20 enero 2009

Amores sangrientos I

Allí estaba, con su sangre en las manos y los dos cuerpos tumbados en el sofá. No podía creer lo que acababa de ocurrir y mientras tanto las sirenas sonaban distantes pero cada vez más cercanas.

No sabía como había sucedido, pero recuerda, como si fuera hoy, el día en que ella entró en su habitación para enseñarle el nuevo vestido rojo que se había comprado por su cumpleaños. Estaba más bonita que nunca. Fue entonces cuando se dio cuenta de que la quería. No la quería como la había querido hasta entonces, sino que ahora la deseaba. Deseaba arrancarle ese vestido que no dejaba demasiado a la imaginación. La tela se arrapaba a sus curvas y se ceñía a sus pechos marcando unos senos redondos y firmes. Los zapatos de tacón de aguja que le había visto tantas veces ahora parecían distintos. Resaltaban sus gemelos y la hacían más elegante aún. Ese día cambió su vida.

Dos días después fue a su casa tras un largo día en la oficina pensando en ella y sin poder concentrarse. Ella le había invitado a cenar, como tantas otras veces desde que había decidido vivir solo. Esta vez la casa olía diferente y ella estaba distinta. La cara le brillaba y una enorme sonrisa inundaba sus labios. Tenía la cena hecha, había cocinado su plato favorito. Hacía mucho tiempo que no la veía sonreír así y él sabía que no era su persona el motivo de tanta alegría. Sabía lo que ocurría, pero no quería reconocerlo. Al día siguiente se presentó en su casa con un enorme ramo de flores y una caja de bombones. No iba a permitir que ella se alejara de él y pretendía volver a recuperar su entera atención. No soportaba la idea de que ella se acostara con otro hombre, aunque sabía que no podía evitarlo. Durante días la llenó de regalos y, aunque ella no comprendía el motivo, la mimó de una manera insana.
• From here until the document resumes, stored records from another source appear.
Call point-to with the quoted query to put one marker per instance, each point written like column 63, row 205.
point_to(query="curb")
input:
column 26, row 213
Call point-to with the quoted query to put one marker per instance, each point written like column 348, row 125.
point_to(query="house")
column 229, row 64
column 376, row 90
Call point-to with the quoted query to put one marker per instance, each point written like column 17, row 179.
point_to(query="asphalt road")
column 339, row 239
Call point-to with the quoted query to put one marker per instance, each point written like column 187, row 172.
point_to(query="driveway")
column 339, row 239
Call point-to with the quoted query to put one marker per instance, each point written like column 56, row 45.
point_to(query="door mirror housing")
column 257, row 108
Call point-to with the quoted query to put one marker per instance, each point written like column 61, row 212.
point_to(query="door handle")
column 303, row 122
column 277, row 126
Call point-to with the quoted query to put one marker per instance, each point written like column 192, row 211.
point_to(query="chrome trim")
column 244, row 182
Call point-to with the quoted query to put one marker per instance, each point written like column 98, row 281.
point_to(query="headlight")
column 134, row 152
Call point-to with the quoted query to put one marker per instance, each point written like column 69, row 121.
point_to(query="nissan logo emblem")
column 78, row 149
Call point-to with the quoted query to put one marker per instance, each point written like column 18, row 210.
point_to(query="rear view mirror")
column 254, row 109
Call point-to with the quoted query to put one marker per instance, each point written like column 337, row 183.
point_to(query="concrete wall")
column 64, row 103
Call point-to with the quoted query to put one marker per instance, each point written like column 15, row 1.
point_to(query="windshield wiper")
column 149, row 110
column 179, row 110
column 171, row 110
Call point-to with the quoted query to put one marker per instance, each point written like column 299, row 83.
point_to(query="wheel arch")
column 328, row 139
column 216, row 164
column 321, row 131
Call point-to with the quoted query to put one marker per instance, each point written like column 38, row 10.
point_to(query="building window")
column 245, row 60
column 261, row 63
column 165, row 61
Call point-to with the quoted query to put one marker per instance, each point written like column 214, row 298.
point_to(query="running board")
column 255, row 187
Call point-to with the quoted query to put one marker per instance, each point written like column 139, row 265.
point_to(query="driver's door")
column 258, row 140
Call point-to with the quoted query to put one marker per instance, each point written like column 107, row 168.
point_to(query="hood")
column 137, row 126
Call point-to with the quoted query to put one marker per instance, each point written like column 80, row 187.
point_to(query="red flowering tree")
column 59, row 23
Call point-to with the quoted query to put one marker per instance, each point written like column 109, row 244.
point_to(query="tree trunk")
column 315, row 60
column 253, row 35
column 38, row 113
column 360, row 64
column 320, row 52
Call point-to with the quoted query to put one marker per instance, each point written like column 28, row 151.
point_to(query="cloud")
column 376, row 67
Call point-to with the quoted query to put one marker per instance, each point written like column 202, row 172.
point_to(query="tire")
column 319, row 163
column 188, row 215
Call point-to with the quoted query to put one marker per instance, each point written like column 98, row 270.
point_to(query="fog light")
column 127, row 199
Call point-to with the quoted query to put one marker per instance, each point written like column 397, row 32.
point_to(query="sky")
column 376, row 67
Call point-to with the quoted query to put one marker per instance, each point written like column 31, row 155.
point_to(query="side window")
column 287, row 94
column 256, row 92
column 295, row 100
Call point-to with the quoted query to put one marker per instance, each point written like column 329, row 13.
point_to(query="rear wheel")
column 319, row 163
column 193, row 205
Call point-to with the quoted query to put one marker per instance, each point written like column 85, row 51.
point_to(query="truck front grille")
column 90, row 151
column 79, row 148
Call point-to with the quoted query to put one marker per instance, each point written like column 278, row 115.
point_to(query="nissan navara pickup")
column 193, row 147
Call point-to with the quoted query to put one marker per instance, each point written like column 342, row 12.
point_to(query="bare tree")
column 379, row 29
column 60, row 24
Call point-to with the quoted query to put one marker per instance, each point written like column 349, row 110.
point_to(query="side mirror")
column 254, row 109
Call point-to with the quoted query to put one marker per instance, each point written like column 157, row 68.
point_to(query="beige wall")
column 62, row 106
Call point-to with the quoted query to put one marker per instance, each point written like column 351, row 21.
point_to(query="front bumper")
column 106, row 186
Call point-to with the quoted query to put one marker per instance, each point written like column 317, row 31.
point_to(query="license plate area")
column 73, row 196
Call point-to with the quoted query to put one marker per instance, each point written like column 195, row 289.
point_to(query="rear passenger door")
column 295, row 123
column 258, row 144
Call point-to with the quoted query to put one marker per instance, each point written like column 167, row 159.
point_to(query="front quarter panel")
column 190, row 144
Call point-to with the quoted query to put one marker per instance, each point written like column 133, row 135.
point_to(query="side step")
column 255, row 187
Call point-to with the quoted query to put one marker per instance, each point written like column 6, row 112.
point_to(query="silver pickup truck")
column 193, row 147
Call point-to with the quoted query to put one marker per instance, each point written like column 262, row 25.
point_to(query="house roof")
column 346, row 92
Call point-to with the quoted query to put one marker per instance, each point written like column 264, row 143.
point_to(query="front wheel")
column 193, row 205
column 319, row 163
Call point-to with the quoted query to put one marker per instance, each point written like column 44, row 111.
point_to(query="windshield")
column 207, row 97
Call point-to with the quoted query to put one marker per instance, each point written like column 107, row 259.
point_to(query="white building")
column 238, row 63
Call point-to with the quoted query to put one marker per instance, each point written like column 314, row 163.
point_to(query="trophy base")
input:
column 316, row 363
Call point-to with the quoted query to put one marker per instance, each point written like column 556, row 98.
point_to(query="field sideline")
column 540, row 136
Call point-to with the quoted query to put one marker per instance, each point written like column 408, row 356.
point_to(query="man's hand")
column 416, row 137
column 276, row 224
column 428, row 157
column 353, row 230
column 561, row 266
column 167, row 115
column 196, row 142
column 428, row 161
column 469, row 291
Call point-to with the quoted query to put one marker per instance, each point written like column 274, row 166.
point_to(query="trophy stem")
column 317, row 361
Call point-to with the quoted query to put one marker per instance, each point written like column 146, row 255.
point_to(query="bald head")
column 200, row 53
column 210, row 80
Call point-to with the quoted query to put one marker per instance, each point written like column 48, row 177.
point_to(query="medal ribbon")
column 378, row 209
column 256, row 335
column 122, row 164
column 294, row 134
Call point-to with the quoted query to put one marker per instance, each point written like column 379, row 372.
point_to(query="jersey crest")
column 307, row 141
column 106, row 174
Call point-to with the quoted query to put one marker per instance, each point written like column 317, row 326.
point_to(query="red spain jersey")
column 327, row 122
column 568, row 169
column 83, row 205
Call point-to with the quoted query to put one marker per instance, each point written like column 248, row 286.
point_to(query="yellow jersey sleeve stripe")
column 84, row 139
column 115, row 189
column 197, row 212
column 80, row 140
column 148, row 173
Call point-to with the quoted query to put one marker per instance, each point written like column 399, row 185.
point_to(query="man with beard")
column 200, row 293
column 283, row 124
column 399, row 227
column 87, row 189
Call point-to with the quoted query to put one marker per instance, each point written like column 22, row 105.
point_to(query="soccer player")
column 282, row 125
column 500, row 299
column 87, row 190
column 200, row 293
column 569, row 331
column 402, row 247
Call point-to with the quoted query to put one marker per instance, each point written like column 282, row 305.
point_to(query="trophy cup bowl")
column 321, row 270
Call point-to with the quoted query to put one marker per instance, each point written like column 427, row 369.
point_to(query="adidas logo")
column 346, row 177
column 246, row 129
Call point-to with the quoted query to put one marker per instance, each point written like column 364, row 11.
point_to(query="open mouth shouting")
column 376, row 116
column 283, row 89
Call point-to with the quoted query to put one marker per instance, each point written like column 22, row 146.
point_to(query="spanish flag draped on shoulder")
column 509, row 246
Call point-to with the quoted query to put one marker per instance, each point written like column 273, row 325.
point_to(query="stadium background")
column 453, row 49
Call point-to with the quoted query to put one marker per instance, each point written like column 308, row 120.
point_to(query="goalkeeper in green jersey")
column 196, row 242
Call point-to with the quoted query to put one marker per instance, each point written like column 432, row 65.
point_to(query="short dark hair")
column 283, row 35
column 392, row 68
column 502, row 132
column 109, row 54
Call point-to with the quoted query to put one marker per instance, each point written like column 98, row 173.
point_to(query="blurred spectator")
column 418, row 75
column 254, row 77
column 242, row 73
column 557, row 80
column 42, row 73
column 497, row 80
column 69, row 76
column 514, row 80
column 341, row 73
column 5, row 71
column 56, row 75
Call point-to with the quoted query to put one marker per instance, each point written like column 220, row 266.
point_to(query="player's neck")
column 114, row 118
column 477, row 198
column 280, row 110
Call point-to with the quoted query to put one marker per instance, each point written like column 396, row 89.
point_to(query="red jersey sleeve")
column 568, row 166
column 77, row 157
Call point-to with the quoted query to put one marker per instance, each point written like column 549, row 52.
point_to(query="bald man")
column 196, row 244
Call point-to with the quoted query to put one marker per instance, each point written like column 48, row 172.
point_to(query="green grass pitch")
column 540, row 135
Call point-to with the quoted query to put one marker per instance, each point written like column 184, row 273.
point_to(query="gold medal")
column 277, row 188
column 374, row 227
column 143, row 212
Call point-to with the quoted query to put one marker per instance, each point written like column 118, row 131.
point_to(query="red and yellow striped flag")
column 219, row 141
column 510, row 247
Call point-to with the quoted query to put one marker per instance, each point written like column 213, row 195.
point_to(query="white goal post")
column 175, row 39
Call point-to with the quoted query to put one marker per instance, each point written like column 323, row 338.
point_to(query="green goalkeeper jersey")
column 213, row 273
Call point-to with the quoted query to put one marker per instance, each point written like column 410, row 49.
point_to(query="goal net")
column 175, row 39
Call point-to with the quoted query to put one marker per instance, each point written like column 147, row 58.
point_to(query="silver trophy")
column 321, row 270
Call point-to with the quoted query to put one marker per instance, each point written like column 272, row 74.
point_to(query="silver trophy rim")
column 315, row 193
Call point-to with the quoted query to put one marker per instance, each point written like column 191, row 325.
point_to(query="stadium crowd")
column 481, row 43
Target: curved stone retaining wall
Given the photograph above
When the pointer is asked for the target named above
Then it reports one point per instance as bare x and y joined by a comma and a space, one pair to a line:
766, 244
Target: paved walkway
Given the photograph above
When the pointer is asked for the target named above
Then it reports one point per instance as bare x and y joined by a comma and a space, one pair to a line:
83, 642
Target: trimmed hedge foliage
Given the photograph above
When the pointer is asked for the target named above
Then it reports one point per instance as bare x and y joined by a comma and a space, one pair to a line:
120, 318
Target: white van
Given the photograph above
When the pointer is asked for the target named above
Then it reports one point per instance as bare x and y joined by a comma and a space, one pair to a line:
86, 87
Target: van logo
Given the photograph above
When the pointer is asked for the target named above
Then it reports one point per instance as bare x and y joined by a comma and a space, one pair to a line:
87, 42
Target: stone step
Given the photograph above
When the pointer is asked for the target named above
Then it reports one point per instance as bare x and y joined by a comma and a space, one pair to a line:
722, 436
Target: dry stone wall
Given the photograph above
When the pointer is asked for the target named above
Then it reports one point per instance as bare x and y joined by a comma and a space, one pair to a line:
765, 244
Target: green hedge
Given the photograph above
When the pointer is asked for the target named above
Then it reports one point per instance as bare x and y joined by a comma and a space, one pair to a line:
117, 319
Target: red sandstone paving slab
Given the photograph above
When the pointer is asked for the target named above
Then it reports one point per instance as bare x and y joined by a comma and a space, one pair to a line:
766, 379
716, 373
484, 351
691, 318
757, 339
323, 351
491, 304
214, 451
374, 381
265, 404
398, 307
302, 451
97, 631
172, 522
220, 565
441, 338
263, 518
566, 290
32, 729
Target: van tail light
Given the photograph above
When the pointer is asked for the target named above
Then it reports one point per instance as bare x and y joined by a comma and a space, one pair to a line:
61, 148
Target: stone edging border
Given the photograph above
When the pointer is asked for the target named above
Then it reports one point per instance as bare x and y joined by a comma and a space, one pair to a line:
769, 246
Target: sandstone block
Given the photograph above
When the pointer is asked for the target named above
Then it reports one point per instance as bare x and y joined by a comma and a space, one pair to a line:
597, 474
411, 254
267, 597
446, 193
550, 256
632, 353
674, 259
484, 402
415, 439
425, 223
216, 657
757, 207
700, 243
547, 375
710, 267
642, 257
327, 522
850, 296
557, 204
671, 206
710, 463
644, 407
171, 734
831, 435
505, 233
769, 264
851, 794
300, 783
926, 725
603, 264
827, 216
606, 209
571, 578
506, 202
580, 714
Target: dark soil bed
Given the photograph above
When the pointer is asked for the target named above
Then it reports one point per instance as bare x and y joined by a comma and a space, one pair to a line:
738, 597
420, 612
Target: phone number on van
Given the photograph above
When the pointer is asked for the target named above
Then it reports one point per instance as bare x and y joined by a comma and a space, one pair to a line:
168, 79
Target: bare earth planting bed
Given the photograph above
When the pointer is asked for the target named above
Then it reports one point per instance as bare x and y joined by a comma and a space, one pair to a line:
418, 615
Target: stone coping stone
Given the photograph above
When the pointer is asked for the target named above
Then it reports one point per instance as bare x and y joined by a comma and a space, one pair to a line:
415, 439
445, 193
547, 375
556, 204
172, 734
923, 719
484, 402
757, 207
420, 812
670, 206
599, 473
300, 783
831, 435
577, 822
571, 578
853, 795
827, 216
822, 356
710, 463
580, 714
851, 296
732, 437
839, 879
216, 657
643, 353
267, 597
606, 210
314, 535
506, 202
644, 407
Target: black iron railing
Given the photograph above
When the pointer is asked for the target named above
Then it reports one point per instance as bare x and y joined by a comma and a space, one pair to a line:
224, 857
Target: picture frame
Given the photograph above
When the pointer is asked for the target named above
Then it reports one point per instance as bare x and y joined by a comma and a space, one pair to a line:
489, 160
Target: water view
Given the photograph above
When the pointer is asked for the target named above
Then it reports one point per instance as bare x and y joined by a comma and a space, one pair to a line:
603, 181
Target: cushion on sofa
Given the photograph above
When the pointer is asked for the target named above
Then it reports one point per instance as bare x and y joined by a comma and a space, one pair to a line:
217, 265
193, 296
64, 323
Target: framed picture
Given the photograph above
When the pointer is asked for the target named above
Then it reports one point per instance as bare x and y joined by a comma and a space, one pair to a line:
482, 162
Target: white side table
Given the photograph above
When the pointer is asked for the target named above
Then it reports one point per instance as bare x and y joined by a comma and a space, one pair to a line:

Pasaron los días y su obsesión se había hecho desesperante. No podía sacarse su imagen de la cabeza. Sólo tenía pensamientos para ella. Para ella y para el hombre que la estaba poseyendo día tras día sin que él pudiera hacer nada por evitarlo. Era consciente de su situación. Sabía bien que ella nunca le amaría de la misma forma en que él la amaba. No podía mirarla sin pensar en arrancarle todas las piezas de ropa, una a una. Desnudarla despacio y poseerla de tal manera que la noche se hiciera interminable. Pensaba en como le arrancaría los botones de aquella blusa negra ajustada que marcaba su figura de una manera muy sutil. Como con cuidado desabrocharía el sujetador sin que ella pudiera darse cuenta de cómo había sucedido. Le besaría todo el cuerpo, sin dejar un resquicio de su piel por donde no hubieran pasado sus labios. La amaría y la poseería como si fuera lo único que pudiera hacer en este mundo. Pero eso no era posible. Sabía que soñaba y sin embargo no podía dejar de hacerlo.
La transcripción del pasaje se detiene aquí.